As the ACLU filed its state complaints, it also launched a nationwide campaign to encourage citizens to make their utility commissions aware of their privacy concerns. This campaign is being conducted through an online complaint form available at the ACLU website (www.aclu.org).
The group is also running full-page ads in eight large-city newspapers asking the public to join the complaints. The ads claim that telecommunications companies including "AT&T, Verizon and Other Phone Companies May Have Illegally Sent Your Phone Records to the National Security Agency."
The ACLU said its complaints were filed in the states of Arizona, Colorado, Connecticut, Delaware, Florida, Iowa, Kansas, Massachusetts, Missouri, Nebraska, Nevada, New Jersey, New York, Oregon, Pennsylvania, Rhode Island, Tennessee, Texas, Vermont, Virginia, and Washington.

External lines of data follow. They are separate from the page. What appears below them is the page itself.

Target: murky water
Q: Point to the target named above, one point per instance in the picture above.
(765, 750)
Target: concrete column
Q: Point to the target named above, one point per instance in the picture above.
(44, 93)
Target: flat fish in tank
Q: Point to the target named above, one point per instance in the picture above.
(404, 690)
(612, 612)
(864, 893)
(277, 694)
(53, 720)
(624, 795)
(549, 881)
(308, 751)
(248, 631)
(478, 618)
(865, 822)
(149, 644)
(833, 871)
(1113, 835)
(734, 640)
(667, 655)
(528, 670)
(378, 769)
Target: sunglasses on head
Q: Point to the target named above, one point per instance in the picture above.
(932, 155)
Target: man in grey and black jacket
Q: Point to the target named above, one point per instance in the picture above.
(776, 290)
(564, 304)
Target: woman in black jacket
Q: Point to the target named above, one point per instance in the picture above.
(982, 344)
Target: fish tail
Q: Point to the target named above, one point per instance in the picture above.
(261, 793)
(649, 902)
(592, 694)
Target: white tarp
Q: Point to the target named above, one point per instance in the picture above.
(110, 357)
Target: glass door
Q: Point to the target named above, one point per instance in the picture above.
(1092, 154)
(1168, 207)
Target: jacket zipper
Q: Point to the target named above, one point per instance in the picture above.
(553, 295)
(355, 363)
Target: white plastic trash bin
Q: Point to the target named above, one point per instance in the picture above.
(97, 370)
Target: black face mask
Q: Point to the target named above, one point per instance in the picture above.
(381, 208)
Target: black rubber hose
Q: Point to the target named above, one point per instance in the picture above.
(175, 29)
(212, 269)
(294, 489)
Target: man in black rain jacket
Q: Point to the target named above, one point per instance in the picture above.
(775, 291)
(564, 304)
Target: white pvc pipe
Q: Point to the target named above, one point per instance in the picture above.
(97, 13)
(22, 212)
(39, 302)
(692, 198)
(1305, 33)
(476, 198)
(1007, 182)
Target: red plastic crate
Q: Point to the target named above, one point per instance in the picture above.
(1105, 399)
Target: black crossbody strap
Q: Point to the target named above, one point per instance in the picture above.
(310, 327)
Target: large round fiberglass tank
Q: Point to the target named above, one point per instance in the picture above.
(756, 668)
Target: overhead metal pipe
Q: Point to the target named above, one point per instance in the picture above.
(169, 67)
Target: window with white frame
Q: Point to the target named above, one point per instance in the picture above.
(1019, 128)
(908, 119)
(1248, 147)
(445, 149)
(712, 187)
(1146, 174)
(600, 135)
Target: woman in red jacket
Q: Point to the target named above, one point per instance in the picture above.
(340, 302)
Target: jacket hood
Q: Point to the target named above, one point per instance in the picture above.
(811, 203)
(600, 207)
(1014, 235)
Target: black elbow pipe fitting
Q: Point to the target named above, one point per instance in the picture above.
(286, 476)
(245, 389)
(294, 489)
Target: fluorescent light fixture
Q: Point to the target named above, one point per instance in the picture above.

Ads were taken out in newspapers in Portland, Oregon, Seattle, Washington, New York City, New York, Philadelphia, Pennsylvania, Chicago, Illinois, Miami, Florida, Boston, Massachusetts, and San Francisco, California.
The civil rights group has also asked the U.S. Federal Communications Commission (FCC) to reconsider its recent decision not to investigate the alleged provision of tens of millions of telephone records to the National Security Agency (NSA). The NSA is the largest of the government's spy agencies and both the creator and executor of the massive program.
The phone-records issue was exposed after a newspaper, USA Today, reported the program on May 11. It charged that three major national phone companies -- AT&T, Verizon, and BellSouth -- had turned over the call records of millions of Americans to the US government in the wake of the Sept. 11 attacks.
President George W. Bush and other administration officials have neither confirmed nor denied the USA Today report that the NSA is collecting the calling records of ordinary Americans in its effort to detect the plans of al-Qaida and other terrorist organizations. But Bush has said the administration's anti-terrorism surveillance programs are legal and constitutional.